In 2016, the District Court, under Judge Rudolph Contreras, granted in part and denied in part the Defendant's Motion for Summary Judgment and granted in part and denied in part, the Plaintiff's Motion for Partial Summary Judgment.

==Reception==
The Journal of the American Academy of Psychiatry and the Law Online wrote a case brief on the appellate decision, and stated that the issue of substituted consent is complex and traces its history to England in Earl of Eldon's 1816 decision of Ex parte Whitbread, in the matter of Hinde.
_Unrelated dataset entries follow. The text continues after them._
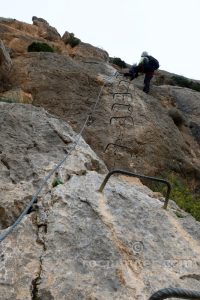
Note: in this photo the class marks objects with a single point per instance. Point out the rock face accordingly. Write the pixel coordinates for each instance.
(78, 243)
(31, 145)
(69, 82)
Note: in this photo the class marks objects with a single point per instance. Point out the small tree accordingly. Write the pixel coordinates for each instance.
(72, 40)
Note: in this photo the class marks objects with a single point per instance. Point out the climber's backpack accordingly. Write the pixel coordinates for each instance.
(153, 63)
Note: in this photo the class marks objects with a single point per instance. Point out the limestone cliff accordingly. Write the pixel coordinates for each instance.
(77, 243)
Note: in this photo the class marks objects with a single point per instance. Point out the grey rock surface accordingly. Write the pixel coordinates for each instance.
(86, 245)
(33, 142)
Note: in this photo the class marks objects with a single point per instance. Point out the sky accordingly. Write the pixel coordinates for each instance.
(167, 29)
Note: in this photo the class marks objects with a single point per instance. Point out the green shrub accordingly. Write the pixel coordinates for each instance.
(117, 61)
(72, 40)
(7, 100)
(40, 47)
(181, 194)
(185, 82)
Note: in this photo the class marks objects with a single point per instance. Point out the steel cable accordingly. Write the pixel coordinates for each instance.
(11, 228)
(175, 293)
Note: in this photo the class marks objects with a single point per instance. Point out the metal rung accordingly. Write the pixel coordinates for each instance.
(124, 117)
(120, 146)
(138, 176)
(123, 94)
(130, 108)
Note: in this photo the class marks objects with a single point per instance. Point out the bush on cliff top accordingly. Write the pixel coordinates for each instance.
(117, 61)
(72, 40)
(185, 82)
(181, 194)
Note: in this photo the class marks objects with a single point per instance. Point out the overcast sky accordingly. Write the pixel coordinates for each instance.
(167, 29)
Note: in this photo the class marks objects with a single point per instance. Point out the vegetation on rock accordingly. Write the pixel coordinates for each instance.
(185, 82)
(72, 40)
(184, 197)
(117, 61)
(40, 47)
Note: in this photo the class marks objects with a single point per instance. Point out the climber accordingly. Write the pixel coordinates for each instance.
(56, 180)
(147, 65)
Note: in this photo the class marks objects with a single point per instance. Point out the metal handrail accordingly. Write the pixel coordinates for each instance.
(175, 293)
(117, 171)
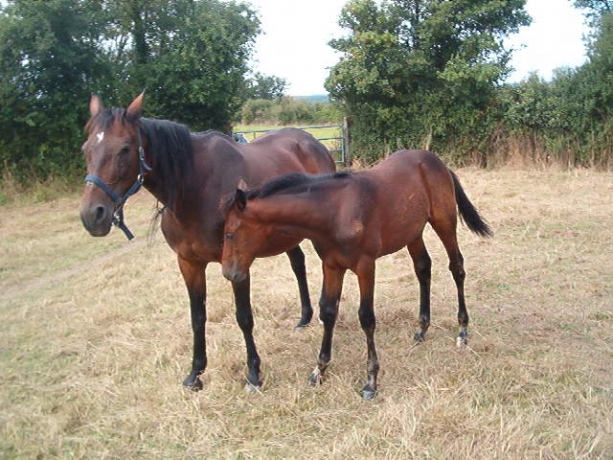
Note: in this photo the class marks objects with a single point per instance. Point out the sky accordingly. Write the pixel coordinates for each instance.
(294, 42)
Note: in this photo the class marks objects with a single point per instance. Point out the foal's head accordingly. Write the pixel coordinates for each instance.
(244, 236)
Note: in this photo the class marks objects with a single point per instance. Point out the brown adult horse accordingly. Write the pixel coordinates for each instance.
(189, 173)
(353, 219)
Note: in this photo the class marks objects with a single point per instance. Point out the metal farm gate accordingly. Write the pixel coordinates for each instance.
(334, 137)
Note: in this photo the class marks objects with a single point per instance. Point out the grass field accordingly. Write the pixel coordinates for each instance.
(329, 135)
(95, 341)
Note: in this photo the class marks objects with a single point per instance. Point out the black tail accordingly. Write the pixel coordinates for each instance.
(468, 213)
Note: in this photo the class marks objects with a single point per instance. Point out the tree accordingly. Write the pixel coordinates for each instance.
(48, 58)
(191, 55)
(266, 86)
(594, 9)
(421, 72)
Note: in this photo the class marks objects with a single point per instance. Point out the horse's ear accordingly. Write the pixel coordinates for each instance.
(240, 200)
(95, 105)
(135, 109)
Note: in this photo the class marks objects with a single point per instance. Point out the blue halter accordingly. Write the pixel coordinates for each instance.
(119, 201)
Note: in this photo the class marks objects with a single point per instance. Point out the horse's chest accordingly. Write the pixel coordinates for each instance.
(193, 242)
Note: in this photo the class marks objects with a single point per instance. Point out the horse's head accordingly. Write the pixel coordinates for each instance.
(115, 165)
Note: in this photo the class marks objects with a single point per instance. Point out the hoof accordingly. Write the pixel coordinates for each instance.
(251, 388)
(192, 384)
(368, 393)
(419, 337)
(315, 379)
(301, 326)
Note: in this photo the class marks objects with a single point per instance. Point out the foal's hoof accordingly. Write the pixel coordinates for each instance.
(368, 393)
(301, 326)
(192, 384)
(315, 379)
(251, 388)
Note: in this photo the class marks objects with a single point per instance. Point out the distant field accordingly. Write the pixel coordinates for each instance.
(95, 341)
(326, 133)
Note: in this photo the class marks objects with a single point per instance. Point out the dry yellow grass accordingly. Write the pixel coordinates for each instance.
(95, 341)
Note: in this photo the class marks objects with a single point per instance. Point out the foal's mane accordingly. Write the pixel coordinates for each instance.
(294, 183)
(288, 184)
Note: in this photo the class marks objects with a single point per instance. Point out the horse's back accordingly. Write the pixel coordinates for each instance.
(287, 150)
(412, 188)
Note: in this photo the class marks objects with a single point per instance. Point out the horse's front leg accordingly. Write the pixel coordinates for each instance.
(328, 312)
(366, 313)
(296, 257)
(244, 317)
(195, 281)
(422, 265)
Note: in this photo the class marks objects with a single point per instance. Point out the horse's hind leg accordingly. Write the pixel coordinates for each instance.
(244, 317)
(328, 312)
(447, 234)
(296, 257)
(423, 269)
(366, 313)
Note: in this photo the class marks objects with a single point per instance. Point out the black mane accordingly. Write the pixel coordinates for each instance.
(287, 184)
(294, 183)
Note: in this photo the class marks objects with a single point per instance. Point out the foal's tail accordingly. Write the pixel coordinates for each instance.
(468, 213)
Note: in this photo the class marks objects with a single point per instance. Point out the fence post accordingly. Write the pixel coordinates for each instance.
(346, 142)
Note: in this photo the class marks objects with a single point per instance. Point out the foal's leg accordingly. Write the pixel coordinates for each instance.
(366, 280)
(447, 234)
(195, 281)
(328, 312)
(422, 265)
(244, 317)
(296, 257)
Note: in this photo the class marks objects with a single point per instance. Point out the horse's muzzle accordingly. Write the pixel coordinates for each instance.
(97, 219)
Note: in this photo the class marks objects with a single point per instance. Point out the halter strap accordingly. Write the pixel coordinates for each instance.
(119, 201)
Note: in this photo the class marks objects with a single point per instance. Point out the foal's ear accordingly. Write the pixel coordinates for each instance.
(134, 110)
(95, 105)
(242, 185)
(240, 200)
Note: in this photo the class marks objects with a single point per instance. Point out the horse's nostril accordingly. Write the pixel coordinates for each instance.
(99, 214)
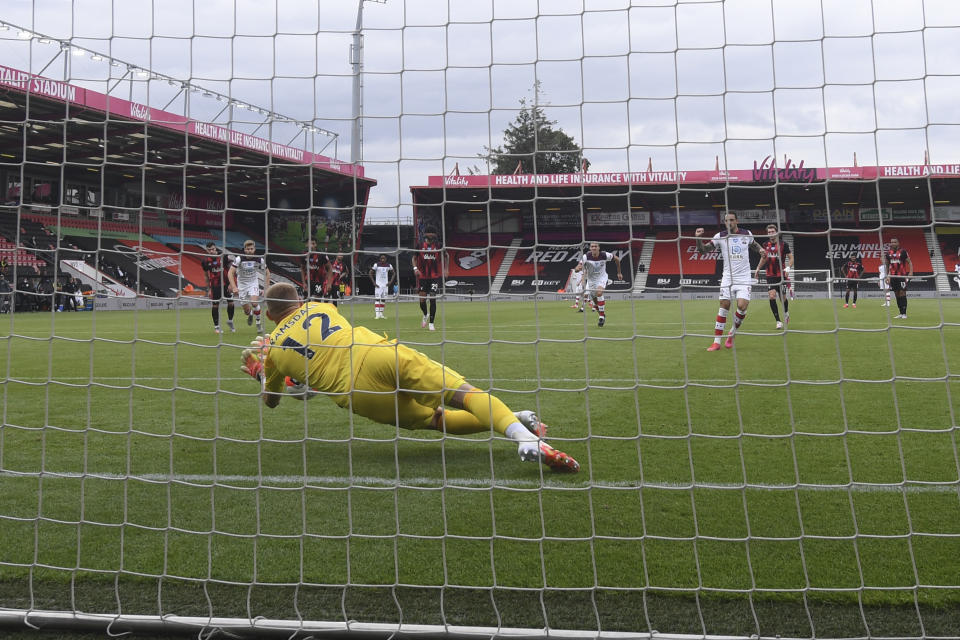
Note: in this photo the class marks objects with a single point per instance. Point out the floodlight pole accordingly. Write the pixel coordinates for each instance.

The author wrote that the appellate decision in Tarlow would have been approved by Lord Eldon.
In the 2011 publication of Health Care Management and the Law: Principles and Applications, Donna Hammaker wrote that the Appellate Court's decision in Tarlow is one of the most recent cases to tackle the issue of medical decision making for the mentally disabled and the court logically determined that an incompetent person may make decisions that have harmful or even deadly consequences because they may not know what is in their best interest. Christine Ryan cited the decision in Tarlow in the Fordham Law Review, and wrote that courts properly apply substituted judgment analysis when the patient once had competency but became incompetent. Snopes.com fact checked whether the decision in Tarlow meant that people with disabilities could be forced to undergo elective surgeries, including abortions, and Snopes determined that the claim was a mixture of truth and falsehood. The argument in Tarlow did "authorize elective medical procedures without first making an attempt to ascertain the wishes of the patient;" however, it did not specifically mention abortion.